Het kriebelde een beetje, de tranen die als vanzelf opwelden uit zijn ogen en zich een weg omlaag langs zijn wangen zochten. De verpleegster keek hem meelevend aan, depte zijn gezicht schoon met een doekje, maar hield daar mee op toen dat niet bleek te werken. Hij wist dat zijn zuster overleden was, dat had hij zich wel weten te herinneren.
Toen hij wat gekalmeerd was, stak ze een rietje tussen zijn lippen. Ze hield het voor hem vast, omdat zijn spieren niet sterk genoeg waren om het buisje tussen zijn tanden te klemmen. Hij dronk een paar slokken water, maar dat leek nogal veel van hem te vragen, want hij liet zich daarna weer in het kussen zakken, met een speekselsliert op zijn kin. Ook dat veegde ze voor hem weg en controleerde even of de katheter nog goed zat.
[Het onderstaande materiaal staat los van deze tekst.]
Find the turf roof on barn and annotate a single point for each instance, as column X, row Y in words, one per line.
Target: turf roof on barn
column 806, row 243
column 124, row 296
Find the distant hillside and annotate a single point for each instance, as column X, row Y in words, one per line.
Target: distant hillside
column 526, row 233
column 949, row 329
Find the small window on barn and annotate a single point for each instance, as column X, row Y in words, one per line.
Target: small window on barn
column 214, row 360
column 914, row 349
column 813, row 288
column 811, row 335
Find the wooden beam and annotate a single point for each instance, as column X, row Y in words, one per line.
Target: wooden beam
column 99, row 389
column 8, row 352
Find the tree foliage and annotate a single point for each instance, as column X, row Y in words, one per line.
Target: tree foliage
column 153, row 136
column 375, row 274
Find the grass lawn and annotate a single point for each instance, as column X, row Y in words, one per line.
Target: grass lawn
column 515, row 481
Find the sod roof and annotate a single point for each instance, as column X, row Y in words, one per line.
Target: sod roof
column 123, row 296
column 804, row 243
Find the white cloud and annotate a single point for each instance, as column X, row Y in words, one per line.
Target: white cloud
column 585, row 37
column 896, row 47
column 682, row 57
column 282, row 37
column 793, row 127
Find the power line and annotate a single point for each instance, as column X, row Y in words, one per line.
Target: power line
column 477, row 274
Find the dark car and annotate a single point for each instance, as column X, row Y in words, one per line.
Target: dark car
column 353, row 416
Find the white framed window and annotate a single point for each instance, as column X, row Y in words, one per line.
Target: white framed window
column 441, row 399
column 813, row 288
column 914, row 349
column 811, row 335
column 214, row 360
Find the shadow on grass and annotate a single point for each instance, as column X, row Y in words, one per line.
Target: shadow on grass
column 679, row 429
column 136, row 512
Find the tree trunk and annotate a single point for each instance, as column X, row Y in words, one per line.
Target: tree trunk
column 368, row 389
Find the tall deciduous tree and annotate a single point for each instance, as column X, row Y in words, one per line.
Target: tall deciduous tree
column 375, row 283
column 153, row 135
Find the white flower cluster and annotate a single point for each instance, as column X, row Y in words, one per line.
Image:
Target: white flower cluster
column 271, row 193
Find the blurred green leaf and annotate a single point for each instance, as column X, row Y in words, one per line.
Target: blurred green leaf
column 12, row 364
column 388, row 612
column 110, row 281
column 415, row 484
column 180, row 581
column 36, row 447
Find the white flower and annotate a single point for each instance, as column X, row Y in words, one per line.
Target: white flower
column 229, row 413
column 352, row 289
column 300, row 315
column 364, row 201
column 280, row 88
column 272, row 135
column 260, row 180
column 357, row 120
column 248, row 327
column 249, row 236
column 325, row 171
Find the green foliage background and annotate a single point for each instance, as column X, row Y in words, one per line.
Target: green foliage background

‘Er is bezoek voor je,’ zei ze opnieuw en hij herinnerde het zich. Ze was er bij zijn ontwaken al over begonnen. ‘Zal ik maar zeggen dat hij beter een andere keer kan komen? Je kunt gaan slapen als je wilt, dan doe ik de gordijnen wel weer voor je dicht. Vanmiddag komen je ouders weer.’ Hopelijk konden zij iets van zijn pijn wegnemen, hoewel ze zelf ook in de rouw waren.
‘N-nee.’ Li wist niet wie hem wilde bezoeken en ook niet waarom hij die persoon binnen wilde laten, want zijn lichaam liet hem weer in de steek. Het deed pijn. Bijna overal, maar hij bleef het gevoel houden dat, wanneer hij zich inspande, hij er tegen kon vechten. Hij kon zijn bezoek wel even zien. Wie het ook was.
‘Goed. Hij zal het niet te lang maken,’ vertrouwde de verpleegster hem toe.
Li uitte zijn dankbaarheid door een zucht te slaken en een poging te wagen tot glimlachen, maar dat stond zijn gezicht niet toe.